Underwater Knot Tying
Most maritime special operations programs involve some form of underwater knot tying. This is a way of testing your ability to execute a useful skill (quickly tying a knot) while simultaneously demonstrating another skill (staying calm in the water).
It’s important to learn the knots that are required of you in advance of your course. Even a skill that feels well-practiced will become shakier in the deliberately stressful testing environment of selection.
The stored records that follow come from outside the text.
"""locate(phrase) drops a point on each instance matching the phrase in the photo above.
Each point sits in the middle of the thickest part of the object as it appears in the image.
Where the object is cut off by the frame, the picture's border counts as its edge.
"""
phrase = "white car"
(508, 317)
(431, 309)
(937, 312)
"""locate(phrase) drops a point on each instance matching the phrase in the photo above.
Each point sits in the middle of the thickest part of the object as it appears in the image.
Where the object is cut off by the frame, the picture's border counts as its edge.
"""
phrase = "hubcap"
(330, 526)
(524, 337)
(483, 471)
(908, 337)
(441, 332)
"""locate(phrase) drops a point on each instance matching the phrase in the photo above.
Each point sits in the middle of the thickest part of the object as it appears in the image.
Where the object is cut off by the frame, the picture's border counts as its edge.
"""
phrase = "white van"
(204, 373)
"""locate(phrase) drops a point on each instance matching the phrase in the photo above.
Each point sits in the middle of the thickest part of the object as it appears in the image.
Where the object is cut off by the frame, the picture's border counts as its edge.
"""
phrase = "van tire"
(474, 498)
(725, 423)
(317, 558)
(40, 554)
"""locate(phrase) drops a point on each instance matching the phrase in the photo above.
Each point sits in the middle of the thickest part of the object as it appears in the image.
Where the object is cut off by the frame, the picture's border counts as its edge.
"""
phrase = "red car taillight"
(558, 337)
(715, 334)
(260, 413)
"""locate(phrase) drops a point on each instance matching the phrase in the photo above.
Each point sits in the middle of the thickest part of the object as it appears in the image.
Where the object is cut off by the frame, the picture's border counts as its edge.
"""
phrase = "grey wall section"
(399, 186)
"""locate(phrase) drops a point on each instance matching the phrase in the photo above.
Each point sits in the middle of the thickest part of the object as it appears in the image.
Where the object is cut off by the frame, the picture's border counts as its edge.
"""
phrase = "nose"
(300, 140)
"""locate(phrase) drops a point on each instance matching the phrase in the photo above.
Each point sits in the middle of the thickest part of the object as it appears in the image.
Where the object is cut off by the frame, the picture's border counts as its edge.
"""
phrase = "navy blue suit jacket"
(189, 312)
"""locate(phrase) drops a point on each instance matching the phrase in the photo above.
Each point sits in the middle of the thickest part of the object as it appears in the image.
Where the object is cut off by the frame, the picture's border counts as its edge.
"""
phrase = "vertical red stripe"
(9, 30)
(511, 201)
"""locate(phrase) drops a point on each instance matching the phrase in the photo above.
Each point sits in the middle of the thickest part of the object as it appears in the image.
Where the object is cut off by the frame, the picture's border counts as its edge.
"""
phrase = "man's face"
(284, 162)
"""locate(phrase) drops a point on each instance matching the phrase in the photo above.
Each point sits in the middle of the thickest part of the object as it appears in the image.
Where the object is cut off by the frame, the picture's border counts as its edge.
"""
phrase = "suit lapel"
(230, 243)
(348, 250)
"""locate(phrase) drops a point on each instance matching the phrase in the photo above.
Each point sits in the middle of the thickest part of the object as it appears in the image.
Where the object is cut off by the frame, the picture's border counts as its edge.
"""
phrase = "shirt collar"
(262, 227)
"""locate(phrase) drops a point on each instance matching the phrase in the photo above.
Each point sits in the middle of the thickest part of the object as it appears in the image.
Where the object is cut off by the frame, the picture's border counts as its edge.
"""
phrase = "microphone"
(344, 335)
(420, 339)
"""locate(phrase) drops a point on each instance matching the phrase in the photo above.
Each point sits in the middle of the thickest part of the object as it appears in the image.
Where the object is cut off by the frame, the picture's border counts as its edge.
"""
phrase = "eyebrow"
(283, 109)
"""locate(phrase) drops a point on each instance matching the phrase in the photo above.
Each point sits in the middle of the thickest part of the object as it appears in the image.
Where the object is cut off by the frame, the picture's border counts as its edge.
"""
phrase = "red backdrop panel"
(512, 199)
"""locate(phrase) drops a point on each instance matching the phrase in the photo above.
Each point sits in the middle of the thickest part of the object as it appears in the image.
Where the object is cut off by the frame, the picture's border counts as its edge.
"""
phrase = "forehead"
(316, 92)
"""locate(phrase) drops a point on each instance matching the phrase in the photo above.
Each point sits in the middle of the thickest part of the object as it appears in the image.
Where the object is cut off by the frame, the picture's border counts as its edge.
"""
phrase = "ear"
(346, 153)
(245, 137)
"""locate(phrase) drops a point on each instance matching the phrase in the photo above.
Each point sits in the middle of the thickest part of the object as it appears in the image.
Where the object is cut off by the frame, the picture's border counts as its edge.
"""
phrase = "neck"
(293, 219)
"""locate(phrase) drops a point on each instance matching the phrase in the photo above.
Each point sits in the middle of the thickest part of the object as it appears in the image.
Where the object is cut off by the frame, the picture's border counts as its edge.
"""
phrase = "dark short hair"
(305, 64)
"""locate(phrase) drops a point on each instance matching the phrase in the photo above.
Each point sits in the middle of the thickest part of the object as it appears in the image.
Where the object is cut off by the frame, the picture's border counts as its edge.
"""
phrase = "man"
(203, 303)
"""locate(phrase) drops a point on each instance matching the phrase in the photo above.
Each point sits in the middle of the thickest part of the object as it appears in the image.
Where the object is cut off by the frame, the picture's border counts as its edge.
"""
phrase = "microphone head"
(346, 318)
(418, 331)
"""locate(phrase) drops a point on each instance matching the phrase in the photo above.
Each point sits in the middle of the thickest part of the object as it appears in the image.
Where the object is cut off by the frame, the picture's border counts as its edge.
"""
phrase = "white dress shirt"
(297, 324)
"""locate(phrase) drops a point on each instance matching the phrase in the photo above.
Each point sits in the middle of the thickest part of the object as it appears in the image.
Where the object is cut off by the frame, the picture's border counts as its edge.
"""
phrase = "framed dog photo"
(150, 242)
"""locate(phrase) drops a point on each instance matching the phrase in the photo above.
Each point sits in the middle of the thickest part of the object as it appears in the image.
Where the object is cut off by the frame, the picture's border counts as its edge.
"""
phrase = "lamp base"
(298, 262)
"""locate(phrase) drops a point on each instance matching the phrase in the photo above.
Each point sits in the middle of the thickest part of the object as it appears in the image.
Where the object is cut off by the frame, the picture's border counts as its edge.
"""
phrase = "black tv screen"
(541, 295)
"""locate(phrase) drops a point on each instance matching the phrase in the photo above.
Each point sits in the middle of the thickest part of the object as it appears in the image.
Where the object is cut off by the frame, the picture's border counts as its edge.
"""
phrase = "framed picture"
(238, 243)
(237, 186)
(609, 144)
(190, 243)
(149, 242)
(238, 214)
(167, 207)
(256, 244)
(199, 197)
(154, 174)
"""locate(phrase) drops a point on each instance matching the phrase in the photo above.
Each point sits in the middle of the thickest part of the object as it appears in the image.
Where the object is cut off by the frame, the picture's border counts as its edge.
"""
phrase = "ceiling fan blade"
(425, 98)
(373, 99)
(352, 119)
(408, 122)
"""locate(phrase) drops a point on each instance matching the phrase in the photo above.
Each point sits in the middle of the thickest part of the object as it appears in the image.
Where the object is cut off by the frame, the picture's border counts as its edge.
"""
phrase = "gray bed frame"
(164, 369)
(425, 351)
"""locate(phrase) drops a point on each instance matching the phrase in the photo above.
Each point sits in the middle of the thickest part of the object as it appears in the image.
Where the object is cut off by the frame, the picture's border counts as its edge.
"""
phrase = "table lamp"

The more effectively you’ve practiced in advance, the less likely you are to make mistakes or suddenly draw a mental blank while holding your breath on the bottom of a pool with your career on the line.
The five knots commonly required in underwater knot tying tests in Navy schools like BUD/S and SWCC (BCT) selection are:
Bowline
Becket Bend (aka sheet bend)
Clove Hitch
Rolling Hitch
Square Knot
Knot tying in USMC programs
Reconnaissance Marines don’t currently have pass/fail underwater knot tying events in their Basic Reconnaissance Course selection, but later training such as dive school will test this skill. Marines must also know a wide range of knots and are often required to be able to do them at a moment’s notice, so if you’re going into Recon selection, it’s worth learning this list. You’ll be required to tie these knots within the corresponding time limits, though typically not underwater:
Joining Knots
Square knot – 30 sec
Water tape knot – 30 sec
Double sheet bend – 30 sec
Anchoring Knots
Bowline around an object – 45 sec
Round turn with two half hitches – 45 sec
Clove hitch – 30 sec
Middle of the Line
Bowline on a Bight – 45 sec
Figure 8 loop – 45 sec
Specialty
Directional figure 8 – 45 sec
Four-finger prusik – 90 sec
Swiss seat – 90 sec
Bowline around body – 90 sec
The knots used in Marine Raider/MARSOC selection are very similar, and you can find a full list with images here.
Summary
Underwater knot tying is a combination of several skills:
- Breath-holding/water confidence
- Self-regulation – the ability to stay calm and control your thoughts and physiology under stress
- The knot tying itself
Keep in mind the concept of systems thinking from the beginning chapters of our book. Each of these factors works together, and it doesn’t matter how good any one piece of the system is if another factor is holding everything back. It doesn’t matter how well you know your knots if you can’t control your stress response or panic under the water because you’re not used to breath-holding. And it doesn’t matter how great your breath-hold is if you can’t remember how the knots work.
As we explain in the skill acquisition chapter of the book, your ability to recall the motor skills of knot tying within the stressful environment of an underwater test is dependent on how well you’ve practiced these skills previously and the extent to which you’ve applied stress inoculation training concepts in your practice. Every piece of this is a knowable, trainable, manageable process. You just have to do the work.